Tengo una fascinación casi patológica por los hospitales. Desde niña, cuando pasaba de noche frente a uno de aquellos enormes de Ciudad de México, me imaginaba lo que ocurría detrás de esas ventanas iluminadas. Padecimientos anotados en las bitácoras colgadas a los pies de cada cama. Familiares haciendo guardia y poniendo en riesgo la cuota de atención a otros miembros de la familia. Padres recibiendo a sus hijos. Y yo, deseaba entrar.
Mi atracción, sin embargo, se concentra en el entorno (con olor a desinfectantes y música de ascensor) y en los pacientes ocupando sus habitaciones; no en el correteo de camilleros trasladando a accidentados de una unidad a otra. Ni en los quirófanos con bisturís y batas coloreadas con rojo. Pues pese a que la sangre por sí sola no me impacta, la Medicina nunca apareció en mis tests de orientación vocacional y no me causa ningún agrado.

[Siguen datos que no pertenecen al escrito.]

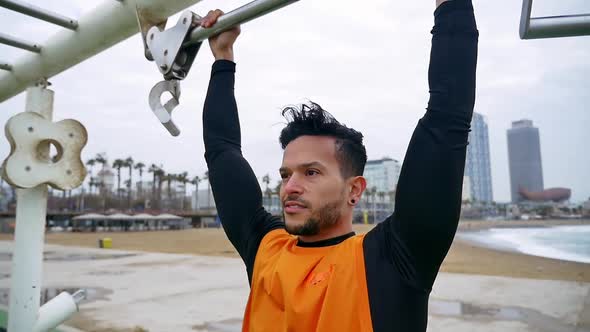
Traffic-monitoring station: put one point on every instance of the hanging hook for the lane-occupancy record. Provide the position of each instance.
(164, 112)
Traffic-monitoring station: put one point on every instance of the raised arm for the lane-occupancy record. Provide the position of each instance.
(237, 194)
(428, 199)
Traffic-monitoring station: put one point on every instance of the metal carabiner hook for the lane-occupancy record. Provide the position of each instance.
(164, 112)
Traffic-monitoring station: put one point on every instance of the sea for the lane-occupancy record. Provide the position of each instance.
(570, 243)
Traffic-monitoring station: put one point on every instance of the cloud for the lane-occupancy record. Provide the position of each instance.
(365, 64)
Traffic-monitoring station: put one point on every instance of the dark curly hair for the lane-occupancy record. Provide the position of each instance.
(313, 120)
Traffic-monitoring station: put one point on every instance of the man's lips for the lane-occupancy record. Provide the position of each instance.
(294, 207)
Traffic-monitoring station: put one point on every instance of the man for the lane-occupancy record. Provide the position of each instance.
(310, 272)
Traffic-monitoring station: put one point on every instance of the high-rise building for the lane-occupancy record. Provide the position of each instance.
(524, 158)
(477, 165)
(382, 174)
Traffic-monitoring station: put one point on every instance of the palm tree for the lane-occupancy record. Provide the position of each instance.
(91, 163)
(160, 176)
(196, 181)
(267, 191)
(139, 166)
(391, 195)
(206, 177)
(373, 192)
(182, 178)
(129, 164)
(154, 170)
(381, 195)
(102, 159)
(118, 164)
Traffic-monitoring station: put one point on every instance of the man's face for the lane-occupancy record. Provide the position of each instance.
(312, 190)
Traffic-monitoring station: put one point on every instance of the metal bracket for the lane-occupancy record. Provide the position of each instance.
(164, 112)
(174, 61)
(165, 46)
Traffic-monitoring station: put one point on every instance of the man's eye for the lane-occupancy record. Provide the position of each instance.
(311, 172)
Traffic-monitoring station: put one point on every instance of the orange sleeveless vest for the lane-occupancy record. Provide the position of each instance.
(321, 289)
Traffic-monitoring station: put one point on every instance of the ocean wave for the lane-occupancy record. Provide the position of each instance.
(570, 243)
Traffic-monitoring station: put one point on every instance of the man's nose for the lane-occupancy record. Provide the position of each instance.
(293, 186)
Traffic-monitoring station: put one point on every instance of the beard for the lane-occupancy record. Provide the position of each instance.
(321, 218)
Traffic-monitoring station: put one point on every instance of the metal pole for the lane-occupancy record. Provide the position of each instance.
(238, 16)
(40, 13)
(27, 256)
(558, 26)
(551, 26)
(108, 24)
(16, 42)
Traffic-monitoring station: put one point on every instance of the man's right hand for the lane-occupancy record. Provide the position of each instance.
(221, 44)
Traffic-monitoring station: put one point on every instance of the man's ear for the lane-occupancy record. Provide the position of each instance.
(357, 185)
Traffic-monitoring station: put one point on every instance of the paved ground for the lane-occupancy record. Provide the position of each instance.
(172, 292)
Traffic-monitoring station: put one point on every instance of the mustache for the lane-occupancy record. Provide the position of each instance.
(295, 198)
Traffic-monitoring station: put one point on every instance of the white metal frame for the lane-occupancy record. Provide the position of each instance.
(108, 24)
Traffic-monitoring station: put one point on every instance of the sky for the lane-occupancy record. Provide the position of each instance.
(367, 65)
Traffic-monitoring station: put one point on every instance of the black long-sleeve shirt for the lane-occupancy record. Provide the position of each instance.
(403, 253)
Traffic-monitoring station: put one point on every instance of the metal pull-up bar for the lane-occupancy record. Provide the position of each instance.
(552, 26)
(40, 13)
(240, 15)
(19, 43)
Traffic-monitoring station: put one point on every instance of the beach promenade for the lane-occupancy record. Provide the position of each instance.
(192, 280)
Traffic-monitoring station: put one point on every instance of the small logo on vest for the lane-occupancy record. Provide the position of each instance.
(315, 278)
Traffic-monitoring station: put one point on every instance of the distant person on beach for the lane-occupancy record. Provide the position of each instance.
(309, 271)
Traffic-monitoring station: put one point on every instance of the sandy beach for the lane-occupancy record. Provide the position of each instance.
(463, 257)
(193, 280)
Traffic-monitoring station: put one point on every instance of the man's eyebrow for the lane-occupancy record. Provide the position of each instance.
(304, 165)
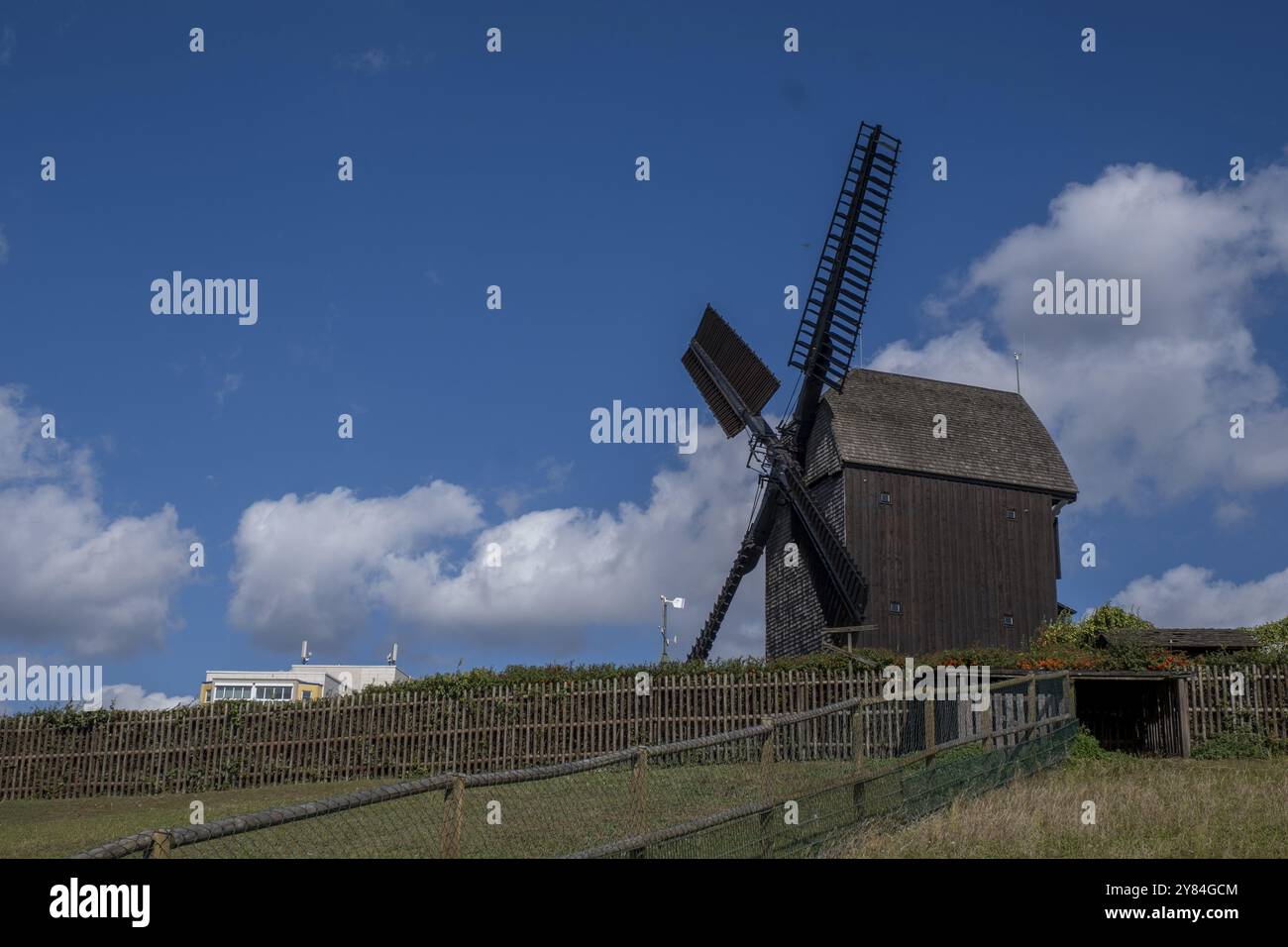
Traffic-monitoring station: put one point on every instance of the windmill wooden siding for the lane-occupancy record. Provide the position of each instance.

Pasa que en los hospitales se condensan las emociones más diversas. Mientras algunos soportan el drama de una enfermedad grave o la misma muerte (lo único parecido a lo drástico de estas situaciones es la guerra), otros bailan un “Cha cha cha, qué rico vacilón” con sus recién nacidos.
Muchos me acompañan en esta extraña inclinación. De ahí esos públicos multitudinarios de los programas de hospitales. El morbo que suscitan las enfermedades, sumado a la tensión generada por la narrativa sobre casos extremos y cirugías, lograron que los productores de televisión hincaran el diente en ese nicho hace varios años. Y que consiguieran sentarnos con la expectación y el vértigo en el pecho, frente a series clásicas como Hospital General y ER, Emergencias –ambas filmadas casi en su totalidad en instalaciones hospitalarias, como quirófanos y salas de espera-, Anatomía según Grey o New Amsterdam, más recientemente.
Obedeciendo a esta mi tendencia, comencé a mirar la serie Dr. House al poco tiempo de la emisión de la primera de ocho temporadas. Inicialmente la veía con el ánimo de aprender sobre afecciones raras con diagnósticos aparentemente imposibles. Las escenas no eran repulsivas y los diálogos dentro del equipo médico eran ágiles y agudos. Al cuarto capítulo mis motivos se hicieron más instintivos: me había enamorado del doctor protagonista, como lo haría una enferma “terminal” del médico que finalmente la cura. Sarcástico y aún más guapo que el George Clooney de ER, Emergencias, al antihéroe Dr. Gregory House -que resolvía lo irresoluble-, se le perdonaban sus malos humores y cualquier otra cosa. Incluso que abandonara la Medicina para dedicarse al jazz bajo el nombre de Hugh Laurie. Aunque su pasado como infectólogo y nefrólogo delante de cámaras lo persiguió por un tiempo. En un concierto en Buenos Aires, con el piano y el saxo esperando en el escenario, la voz en off lo presentó como el doctor que había sido y no como el músico que allí era.
He pasado por el quirófano un tanto de veces. Todas, por distintas dolencias o inusuales defectos de fábrica. La mayoría, con estadías cortas en la clínica. Pero suficientes para experimentar –una y otra vez- las mismas sensaciones. El esfuerzo por la recuperación; el reposo adolorido; la emoción por las visitas (que, como decía una tía, son como los mariachis: producen la misma alegría cuando llegan que cuando se van); las dudas recurrentes sobre lo que pasa en las demás habitaciones; la voracidad de la primera comida sólida varias horas después de la anestesia; el silencio de la noche que nunca es silencio, pues las enfermeras -con ese espíritu marcial tan propio como necesario-, cierran las puertas con la misma rudeza con la que John Wayne lo hacía, solo que él en las cantinas del oeste.
Siempre me he quedado en los hospitales más de lo prescrito. El ambiente hospitalario (término que significa “que alberga”) -en vivo o en televisión- me provoca una fruición inefable, con la que me siento cómoda y hasta segura. Quizás porque no he sufrido nada suficientemente trágico, y ni siquiera maltrato del personal. Eso sí, después de una operación, preferiría dormir sin que la enfermera de turno me encendiera la luz a las cinco de la mañana, para cambiar las sábanas y preguntar si estoy descansando. A menos, claro, que quien me despierte sea el médico de guardia, y ese médico fuera el doctor House.